Interesting things to do in Oklahoma. I had a job offer in Norman.

There is real grass and trees there.

Mostly, even a modest settlement would allow me to pay off my bills and move on with my life.

I planned to eventually get another horse and maybe start roping with Aly, my daughter-in-law.

Things have taken yet another odd twist and all that may be out the window.

I know God has a plan for me and it’s better than the one I may have dreamed up. If you are a believer, I’d like you to join me in a prayer for me to stay in God’s will and live out His plan. I have a very bad habit of wanting to fiddle with things when He is working, much like a two-year-old insisting on dressing themselves and getting everything wrong. In this case, I really think I need to let go and let God.

I know the plans I have for you, plans for good and not evil.

Thanks, back to our regularly scheduled programming.

12 Comments

  1. Oh, Julie,
    I’m so sorry. Give God the freedom to work in your life before he gives you a distraction. You are in my prayers. I can’t wait until we hear what God’s plans are for you. All for your good and His glory.

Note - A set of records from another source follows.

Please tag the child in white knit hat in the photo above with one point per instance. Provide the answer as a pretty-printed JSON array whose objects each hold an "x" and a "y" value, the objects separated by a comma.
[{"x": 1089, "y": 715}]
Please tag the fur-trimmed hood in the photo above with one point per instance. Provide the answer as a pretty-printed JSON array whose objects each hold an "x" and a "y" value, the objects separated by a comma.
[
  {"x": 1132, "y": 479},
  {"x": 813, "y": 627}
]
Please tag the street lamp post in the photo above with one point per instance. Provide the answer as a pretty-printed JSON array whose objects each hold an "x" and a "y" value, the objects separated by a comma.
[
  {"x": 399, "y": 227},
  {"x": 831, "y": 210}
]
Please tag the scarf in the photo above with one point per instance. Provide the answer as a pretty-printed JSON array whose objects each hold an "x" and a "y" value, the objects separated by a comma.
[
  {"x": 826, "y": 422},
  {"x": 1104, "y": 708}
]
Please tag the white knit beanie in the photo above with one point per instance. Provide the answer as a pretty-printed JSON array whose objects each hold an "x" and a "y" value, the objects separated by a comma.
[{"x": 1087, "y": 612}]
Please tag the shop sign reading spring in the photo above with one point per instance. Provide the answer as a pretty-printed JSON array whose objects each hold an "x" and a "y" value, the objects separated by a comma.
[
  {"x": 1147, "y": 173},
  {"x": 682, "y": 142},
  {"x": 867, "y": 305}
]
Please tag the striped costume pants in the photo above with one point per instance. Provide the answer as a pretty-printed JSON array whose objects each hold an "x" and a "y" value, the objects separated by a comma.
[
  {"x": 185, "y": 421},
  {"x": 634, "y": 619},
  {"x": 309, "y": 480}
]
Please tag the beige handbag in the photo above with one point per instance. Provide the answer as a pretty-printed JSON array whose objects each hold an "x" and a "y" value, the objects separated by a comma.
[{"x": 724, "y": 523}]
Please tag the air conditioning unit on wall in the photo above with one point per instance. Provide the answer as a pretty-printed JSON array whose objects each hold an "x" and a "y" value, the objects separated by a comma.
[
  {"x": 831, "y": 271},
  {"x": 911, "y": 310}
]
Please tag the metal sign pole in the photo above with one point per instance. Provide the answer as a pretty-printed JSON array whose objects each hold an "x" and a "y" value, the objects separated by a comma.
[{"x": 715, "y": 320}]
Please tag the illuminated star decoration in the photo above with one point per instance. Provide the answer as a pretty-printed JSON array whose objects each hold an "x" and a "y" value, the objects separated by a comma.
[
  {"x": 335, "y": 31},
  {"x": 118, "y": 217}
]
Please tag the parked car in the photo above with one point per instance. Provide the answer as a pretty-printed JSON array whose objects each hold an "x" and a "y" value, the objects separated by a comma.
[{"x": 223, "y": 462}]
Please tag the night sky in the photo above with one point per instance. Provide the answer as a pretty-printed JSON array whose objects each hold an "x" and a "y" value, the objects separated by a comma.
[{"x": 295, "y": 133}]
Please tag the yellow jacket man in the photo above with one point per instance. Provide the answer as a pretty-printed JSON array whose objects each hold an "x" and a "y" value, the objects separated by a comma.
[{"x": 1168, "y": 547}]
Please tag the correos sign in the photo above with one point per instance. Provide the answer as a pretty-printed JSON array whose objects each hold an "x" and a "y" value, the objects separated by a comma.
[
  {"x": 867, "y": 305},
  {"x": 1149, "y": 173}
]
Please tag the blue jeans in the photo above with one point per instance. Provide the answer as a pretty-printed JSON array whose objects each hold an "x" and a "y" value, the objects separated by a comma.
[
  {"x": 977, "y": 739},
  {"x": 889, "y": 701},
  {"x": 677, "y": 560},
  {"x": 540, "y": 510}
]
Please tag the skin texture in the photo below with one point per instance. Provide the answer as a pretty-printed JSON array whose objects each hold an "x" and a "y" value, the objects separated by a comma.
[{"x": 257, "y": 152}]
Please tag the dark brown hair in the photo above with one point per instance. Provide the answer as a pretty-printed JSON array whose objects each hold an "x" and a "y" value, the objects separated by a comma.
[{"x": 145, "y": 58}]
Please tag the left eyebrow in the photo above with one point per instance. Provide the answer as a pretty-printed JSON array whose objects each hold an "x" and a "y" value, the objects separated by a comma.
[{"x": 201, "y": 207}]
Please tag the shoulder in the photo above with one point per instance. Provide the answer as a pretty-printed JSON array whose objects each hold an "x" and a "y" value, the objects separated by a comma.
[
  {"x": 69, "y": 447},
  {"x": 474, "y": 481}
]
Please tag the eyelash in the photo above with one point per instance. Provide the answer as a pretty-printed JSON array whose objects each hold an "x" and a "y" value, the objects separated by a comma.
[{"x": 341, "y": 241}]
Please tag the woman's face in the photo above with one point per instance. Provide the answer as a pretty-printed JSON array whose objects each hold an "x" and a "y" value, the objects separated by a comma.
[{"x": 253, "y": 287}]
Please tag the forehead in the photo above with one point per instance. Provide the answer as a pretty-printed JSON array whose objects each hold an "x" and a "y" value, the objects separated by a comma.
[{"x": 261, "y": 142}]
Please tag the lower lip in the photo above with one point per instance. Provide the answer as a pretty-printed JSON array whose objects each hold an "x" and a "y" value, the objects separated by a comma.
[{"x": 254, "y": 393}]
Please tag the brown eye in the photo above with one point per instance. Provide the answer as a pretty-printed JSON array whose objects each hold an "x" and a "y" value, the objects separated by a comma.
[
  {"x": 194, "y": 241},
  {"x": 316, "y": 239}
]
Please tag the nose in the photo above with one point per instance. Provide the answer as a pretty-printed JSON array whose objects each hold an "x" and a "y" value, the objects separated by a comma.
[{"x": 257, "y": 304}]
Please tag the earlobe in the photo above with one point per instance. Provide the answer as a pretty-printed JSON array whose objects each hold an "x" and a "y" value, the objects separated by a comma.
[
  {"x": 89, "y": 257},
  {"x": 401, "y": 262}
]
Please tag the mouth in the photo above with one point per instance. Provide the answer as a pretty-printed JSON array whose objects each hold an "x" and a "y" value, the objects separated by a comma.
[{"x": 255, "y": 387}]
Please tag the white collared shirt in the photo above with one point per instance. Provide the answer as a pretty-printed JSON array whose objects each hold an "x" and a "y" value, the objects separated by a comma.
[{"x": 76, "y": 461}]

  2. I’m fairly new to your blog, and I want you to know that I love it! I also love how you’re not afraid to be honest and personal with your readers.

    God’s way of getting us from point A to point B is not always a direct line, and that’s so hard for us to understand and allow. He honestly knows what He wants for you and how best to get you there, even if you can’t see it or understand His process. He loves you so much and has only the best laid plans for you.

    From one “fiddler” to another, I’m praying for you and for your journey to the other side of disappointment.

    XOXO

  3. CJ, thank you so much.

    I confess I have wasted a lot of tears the past few days. Fortunately, I have a “two minutes to cry,” rule. I can cry and sob all I want for two minutes and then I have to wash my face and get back to work.

    It will all work out for the best. I just need to keep my fingers out of the plan.

    Hugs

    Julie

  4. Justus, it’s been very bizarre. I am glad to have it coming to a close, but I had hoped for something better. I know my lawyer is sick of messing with it and it needs to be closed.

    Just need to keep my head down and stay in prayer about it.